Stochastic Gradient Descent in the Saddle-to-Saddle Regime of Deep Linear Networks

arXiv cs.LG / 4/9/2026

💬 OpinionIdeas & Deep AnalysisModels & Research

Key Points

  • The paper studies how stochastic gradient descent (SGD) noise affects saddle-to-saddle training dynamics in deep linear networks (DLNs), an analytically tractable stand-in for deep neural networks.
  • It models SGD as stochastic Langevin dynamics with anisotropic, state-dependent noise and—under aligned and balanced weight assumptions—decomposes training into independent one-dimensional per-mode stochastic differential equations.
  • The analysis shows that the strongest diffusion in a given mode occurs before the corresponding feature is fully learned, linking SGD noise patterns to the timing of feature learning.
  • It derives the stationary distribution per mode, finding that without label noise it matches the gradient-flow stationary behavior, while with label noise it approaches a Boltzmann-like distribution.
  • Experiments indicate the qualitative behavior persists even when aligned or balanced weight conditions are not strictly satisfied, suggesting the conclusions are robust to more general setups.

Abstract

Deep linear networks (DLNs) are used as an analytically tractable model of the training dynamics of deep neural networks.
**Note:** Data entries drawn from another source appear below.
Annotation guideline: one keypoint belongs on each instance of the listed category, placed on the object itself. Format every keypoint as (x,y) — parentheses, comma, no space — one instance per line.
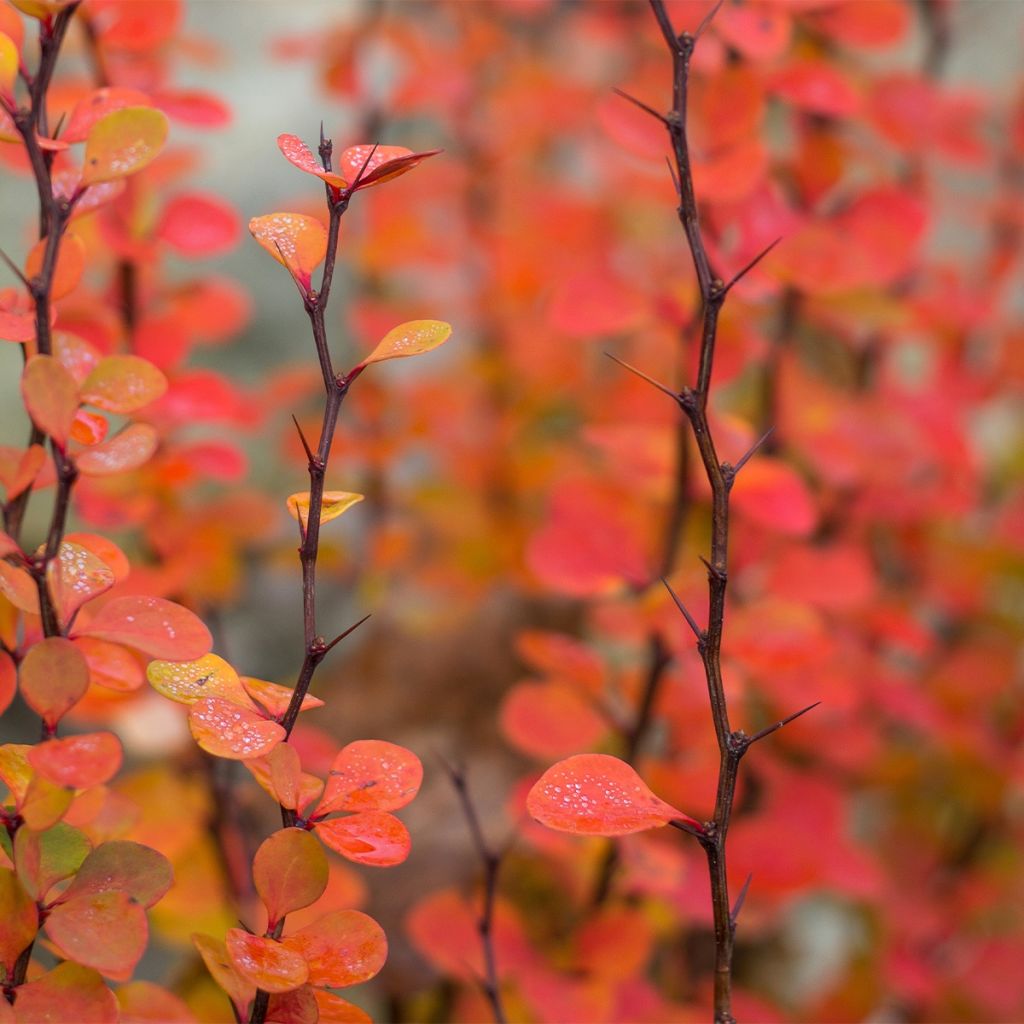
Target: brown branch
(491,860)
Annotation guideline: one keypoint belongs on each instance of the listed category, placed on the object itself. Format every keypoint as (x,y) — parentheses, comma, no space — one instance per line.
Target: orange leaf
(128,450)
(374,838)
(105,931)
(138,870)
(123,142)
(50,395)
(265,963)
(70,264)
(372,775)
(550,720)
(333,504)
(69,992)
(158,628)
(293,240)
(186,682)
(123,384)
(78,762)
(75,577)
(17,911)
(344,947)
(412,338)
(598,795)
(290,871)
(53,677)
(226,730)
(274,697)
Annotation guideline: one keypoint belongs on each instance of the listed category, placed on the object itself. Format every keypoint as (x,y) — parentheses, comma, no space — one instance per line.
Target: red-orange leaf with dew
(76,576)
(50,395)
(152,625)
(105,931)
(296,1007)
(334,1010)
(550,719)
(144,1003)
(130,449)
(20,921)
(363,166)
(598,795)
(299,155)
(290,871)
(97,104)
(69,992)
(8,681)
(774,496)
(193,107)
(123,142)
(43,858)
(79,762)
(69,268)
(294,240)
(186,682)
(274,697)
(373,838)
(139,870)
(111,665)
(412,338)
(18,588)
(265,963)
(344,947)
(227,730)
(214,954)
(123,384)
(53,677)
(197,224)
(372,775)
(88,427)
(19,468)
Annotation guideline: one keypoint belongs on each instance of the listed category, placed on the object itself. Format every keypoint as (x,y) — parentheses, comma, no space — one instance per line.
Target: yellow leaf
(332,505)
(410,339)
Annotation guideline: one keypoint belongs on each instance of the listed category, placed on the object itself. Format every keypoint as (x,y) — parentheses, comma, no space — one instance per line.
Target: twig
(492,862)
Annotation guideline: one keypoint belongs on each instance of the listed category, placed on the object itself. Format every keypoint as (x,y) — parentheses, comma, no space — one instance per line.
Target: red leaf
(227,730)
(50,394)
(374,838)
(265,963)
(69,992)
(342,948)
(53,677)
(598,795)
(78,762)
(290,871)
(158,628)
(103,930)
(197,224)
(372,774)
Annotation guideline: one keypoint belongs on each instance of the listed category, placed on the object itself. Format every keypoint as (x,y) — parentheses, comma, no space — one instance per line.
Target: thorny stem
(491,861)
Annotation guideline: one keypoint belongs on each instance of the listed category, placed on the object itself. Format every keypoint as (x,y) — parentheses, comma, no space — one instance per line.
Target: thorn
(15,269)
(750,452)
(750,266)
(778,725)
(642,105)
(341,636)
(305,443)
(738,905)
(697,632)
(643,376)
(675,178)
(708,18)
(363,169)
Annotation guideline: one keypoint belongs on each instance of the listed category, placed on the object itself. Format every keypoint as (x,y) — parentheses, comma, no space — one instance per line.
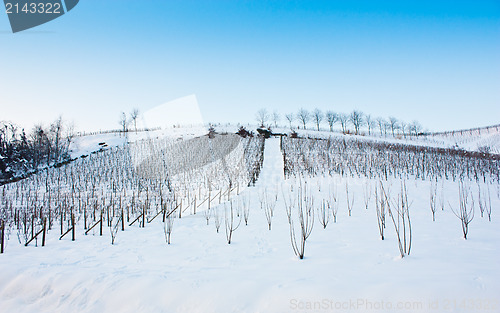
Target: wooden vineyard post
(72,227)
(123,222)
(100,226)
(44,231)
(2,228)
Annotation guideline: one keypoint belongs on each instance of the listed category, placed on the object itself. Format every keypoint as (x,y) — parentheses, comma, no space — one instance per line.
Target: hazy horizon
(434,62)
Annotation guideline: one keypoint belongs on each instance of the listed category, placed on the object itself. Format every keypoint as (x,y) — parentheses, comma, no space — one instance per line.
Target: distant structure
(471,131)
(181,112)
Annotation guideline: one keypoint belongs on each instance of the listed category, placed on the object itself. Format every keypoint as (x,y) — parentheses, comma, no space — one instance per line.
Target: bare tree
(433,200)
(276,118)
(370,123)
(333,203)
(465,211)
(133,117)
(232,219)
(290,117)
(245,202)
(318,117)
(403,126)
(399,211)
(123,122)
(262,117)
(381,125)
(356,119)
(305,214)
(168,224)
(303,116)
(393,124)
(350,201)
(331,118)
(367,194)
(380,205)
(217,218)
(268,203)
(323,213)
(414,128)
(56,132)
(343,118)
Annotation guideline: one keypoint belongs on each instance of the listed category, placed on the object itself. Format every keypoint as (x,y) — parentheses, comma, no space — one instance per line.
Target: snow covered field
(347,267)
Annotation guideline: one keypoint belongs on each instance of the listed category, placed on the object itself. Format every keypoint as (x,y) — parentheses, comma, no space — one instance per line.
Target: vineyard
(301,217)
(127,185)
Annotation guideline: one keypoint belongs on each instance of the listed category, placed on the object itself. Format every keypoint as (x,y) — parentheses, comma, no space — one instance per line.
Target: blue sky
(433,61)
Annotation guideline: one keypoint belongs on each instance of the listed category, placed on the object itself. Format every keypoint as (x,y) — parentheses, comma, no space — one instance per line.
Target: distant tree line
(22,152)
(352,123)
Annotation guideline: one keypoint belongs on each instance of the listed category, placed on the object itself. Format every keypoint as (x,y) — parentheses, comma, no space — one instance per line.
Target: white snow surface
(347,268)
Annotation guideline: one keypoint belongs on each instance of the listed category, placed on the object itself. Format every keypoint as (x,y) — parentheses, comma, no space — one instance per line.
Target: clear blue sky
(433,61)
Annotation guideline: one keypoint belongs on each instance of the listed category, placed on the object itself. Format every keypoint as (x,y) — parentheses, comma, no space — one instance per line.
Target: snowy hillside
(346,268)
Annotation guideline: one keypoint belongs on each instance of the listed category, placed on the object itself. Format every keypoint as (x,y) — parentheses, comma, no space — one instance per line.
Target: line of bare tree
(349,123)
While gradient descent in DLNs is known to exhibit saddle-to-saddle dynamics, the impact of stochastic gradient descent (SGD) noise on this regime remains poorly understood. We investigate the dynamics of SGD during training of DLNs in the saddle-to-saddle regime. We model the training dynamics as stochastic Langevin dynamics with anisotropic, state-dependent noise. Under the assumption of aligned and balanced weights, we derive an exact decomposition of the dynamics into a system of one-dimensional per-mode stochastic differential equations. This establishes that the maximal diffusion along a mode precedes the corresponding feature being completely learned. We also derive the stationary distribution of SGD for each mode: in the absence of label noise, its marginal distribution along specific features coincides with the stationary distribution of gradient flow, while in the presence of label noise it approximates a Boltzmann distribution. Finally, we confirm experimentally that the theoretical results hold qualitatively even without aligned or balanced weights. These results establish that SGD noise encodes information about the progression of feature learning but does not fundamentally alter the saddle-to-saddle dynamics.